James Salter on the Life of Hemingway, How to Write a Love Poem, and More

by
Evan Smith Rakoff
9.28.11

Every day Poets & Writers Magazine scans the headlines—from publishing reports to academic announcements to literary dispatches—for all the news that creative writers need to know. Here are today's stories:

This morning, eBookNewser reported live from Amazon's press conference as the company unveiled its new line of Kindle e-readers.

Meanwhile, TechCrunch boldly predicts the inevitable demise of print publishing by 2025. "The book is, at best, an artifact and at worst a nuisance. Book collections won’t disappear—hold-outs will exist and a subset of readers will still print books—but generally all publishing will exist digitally."

Mark Melvin, a prisoner serving a life sentence, filed a federal lawsuit claiming prison officials have unjustly denied him a book given to him by his attorney. The book in question is a work of history, Slavery by Another Name: The Re-Enslavement of Black Americans From the Civil War to World War II, by Wall Street Journal correspondent Douglas A. Blackmon. It won the Pulitzer Prize in 2009. Prison officials deem the book a security threat. (New York Times)

James Salter, novelist and former Air Force pilot, examines the life and work of Ernest Hemingway in his review of Paul Hendrickson's Hemingway’s Boat: Everything He Loved in Life, and Lost, 1934–1961. Salter writes, "He had boxed almost all his life—Morley Callaghan, Mike Strater, and Harold Loeb in Paris. He even taught Ezra Pound to box. In Bimini he’d issued an island-wide challenge, a hundred dollars to anyone who could go three rounds with him. No one, it’s said, managed to." (New York Review of Books)

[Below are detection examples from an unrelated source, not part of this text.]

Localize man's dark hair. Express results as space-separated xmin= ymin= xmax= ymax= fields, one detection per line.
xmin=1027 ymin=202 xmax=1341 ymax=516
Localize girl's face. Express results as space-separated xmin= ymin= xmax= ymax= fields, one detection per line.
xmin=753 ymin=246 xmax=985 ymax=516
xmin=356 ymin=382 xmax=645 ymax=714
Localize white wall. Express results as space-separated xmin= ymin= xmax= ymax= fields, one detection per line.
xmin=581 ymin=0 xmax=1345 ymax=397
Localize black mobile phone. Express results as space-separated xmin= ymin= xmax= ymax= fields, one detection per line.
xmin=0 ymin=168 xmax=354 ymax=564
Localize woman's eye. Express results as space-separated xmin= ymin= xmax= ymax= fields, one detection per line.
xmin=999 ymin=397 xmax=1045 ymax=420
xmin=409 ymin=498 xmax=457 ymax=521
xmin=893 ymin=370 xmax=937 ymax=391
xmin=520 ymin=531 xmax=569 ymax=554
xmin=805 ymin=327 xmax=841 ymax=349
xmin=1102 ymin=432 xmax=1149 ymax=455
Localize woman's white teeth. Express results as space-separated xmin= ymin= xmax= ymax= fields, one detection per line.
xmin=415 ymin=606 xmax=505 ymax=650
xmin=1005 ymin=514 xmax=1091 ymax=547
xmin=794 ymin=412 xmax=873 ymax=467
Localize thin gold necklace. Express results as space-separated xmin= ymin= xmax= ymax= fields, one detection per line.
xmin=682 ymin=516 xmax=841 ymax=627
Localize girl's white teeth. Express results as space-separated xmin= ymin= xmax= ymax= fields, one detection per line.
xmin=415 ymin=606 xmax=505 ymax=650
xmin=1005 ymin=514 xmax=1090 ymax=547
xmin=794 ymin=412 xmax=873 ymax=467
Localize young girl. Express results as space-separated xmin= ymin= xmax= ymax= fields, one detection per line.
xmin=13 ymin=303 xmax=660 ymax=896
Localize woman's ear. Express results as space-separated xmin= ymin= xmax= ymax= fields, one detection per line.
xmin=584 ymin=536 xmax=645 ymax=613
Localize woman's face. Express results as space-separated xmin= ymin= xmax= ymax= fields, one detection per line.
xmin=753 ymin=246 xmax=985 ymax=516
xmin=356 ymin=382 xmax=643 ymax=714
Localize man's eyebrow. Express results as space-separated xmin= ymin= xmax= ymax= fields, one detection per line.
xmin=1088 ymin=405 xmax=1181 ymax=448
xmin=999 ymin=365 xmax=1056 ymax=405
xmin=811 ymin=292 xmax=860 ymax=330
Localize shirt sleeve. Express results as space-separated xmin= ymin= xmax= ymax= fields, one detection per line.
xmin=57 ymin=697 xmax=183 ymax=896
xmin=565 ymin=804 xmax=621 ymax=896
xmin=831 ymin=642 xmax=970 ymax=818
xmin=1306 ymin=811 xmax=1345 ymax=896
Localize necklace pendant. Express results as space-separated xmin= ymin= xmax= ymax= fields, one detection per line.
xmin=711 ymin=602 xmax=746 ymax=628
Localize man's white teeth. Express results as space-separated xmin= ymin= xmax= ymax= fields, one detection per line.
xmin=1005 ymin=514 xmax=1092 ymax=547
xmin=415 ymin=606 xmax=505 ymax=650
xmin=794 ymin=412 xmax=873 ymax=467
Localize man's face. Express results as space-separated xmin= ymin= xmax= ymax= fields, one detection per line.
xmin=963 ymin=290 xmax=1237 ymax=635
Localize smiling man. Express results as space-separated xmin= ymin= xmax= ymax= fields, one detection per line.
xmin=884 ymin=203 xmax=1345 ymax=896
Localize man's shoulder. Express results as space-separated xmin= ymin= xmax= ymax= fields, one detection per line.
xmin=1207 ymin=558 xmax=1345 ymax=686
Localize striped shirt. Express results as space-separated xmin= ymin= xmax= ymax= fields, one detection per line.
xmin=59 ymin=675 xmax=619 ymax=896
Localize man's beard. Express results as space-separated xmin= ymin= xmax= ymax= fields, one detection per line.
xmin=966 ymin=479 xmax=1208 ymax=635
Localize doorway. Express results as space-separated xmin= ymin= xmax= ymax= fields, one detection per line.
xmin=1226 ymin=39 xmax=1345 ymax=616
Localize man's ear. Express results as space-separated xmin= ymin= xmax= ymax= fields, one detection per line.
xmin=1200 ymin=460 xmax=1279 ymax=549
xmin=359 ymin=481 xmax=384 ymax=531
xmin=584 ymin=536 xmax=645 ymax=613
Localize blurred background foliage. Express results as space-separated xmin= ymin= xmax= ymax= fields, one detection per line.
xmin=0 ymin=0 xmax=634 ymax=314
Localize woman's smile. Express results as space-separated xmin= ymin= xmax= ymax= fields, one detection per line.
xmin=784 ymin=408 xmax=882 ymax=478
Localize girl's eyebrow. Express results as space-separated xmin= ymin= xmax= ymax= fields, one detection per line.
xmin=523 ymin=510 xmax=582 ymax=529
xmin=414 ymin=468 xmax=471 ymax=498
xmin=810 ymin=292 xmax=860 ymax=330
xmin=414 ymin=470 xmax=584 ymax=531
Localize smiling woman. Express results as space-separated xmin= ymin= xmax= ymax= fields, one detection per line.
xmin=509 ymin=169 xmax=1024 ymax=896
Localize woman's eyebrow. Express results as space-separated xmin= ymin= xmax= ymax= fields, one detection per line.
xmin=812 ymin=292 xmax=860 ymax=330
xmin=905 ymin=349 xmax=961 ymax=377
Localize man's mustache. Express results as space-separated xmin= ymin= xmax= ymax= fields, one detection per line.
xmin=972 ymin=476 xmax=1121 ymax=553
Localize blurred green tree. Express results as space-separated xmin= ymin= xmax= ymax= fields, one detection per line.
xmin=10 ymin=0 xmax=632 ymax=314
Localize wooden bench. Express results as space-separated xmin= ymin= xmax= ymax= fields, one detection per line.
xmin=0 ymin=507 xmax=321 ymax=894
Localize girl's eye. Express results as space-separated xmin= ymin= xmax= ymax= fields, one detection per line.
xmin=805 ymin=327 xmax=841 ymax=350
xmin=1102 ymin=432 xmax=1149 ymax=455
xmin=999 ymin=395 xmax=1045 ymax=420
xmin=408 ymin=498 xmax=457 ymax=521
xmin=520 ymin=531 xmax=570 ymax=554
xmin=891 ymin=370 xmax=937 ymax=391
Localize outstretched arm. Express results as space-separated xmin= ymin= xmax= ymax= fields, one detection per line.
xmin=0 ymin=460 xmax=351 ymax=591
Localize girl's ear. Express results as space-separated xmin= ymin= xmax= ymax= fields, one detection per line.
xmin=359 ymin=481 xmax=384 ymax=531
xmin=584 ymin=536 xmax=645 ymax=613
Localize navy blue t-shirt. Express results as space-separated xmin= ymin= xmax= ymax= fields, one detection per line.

"Poetry occupies a cultural space in Contemporary American Society somewhere between Tap Dancing and Ventriloquism," poet Jim Behrle states in his handy guide on how to properly compose a love poem. (Awl)

In light of Tim Blanning's book The Romantic Revolution, the Daily Beast discusses the influence and cultural birth of figures such as Wordsworth and Coleridge. "These literary monarchs of the Romantic age did not have a very high opinion of public opinion. But ironically, it was the advent of the public sphere that made the Romantic revolution possible."

Scrutinizing the boom in MFA writing programs and its effect on publishing, the online intellectual forum Big Think asks, "If print books are limping toward extinction, why do so many writers—even the youngest, Web-savviest writers—still fight to publish them?"

For Banned Book Week, to draw attention to books that have been censored in the past, Flavorwire lists its favorite banned books that talk about sex.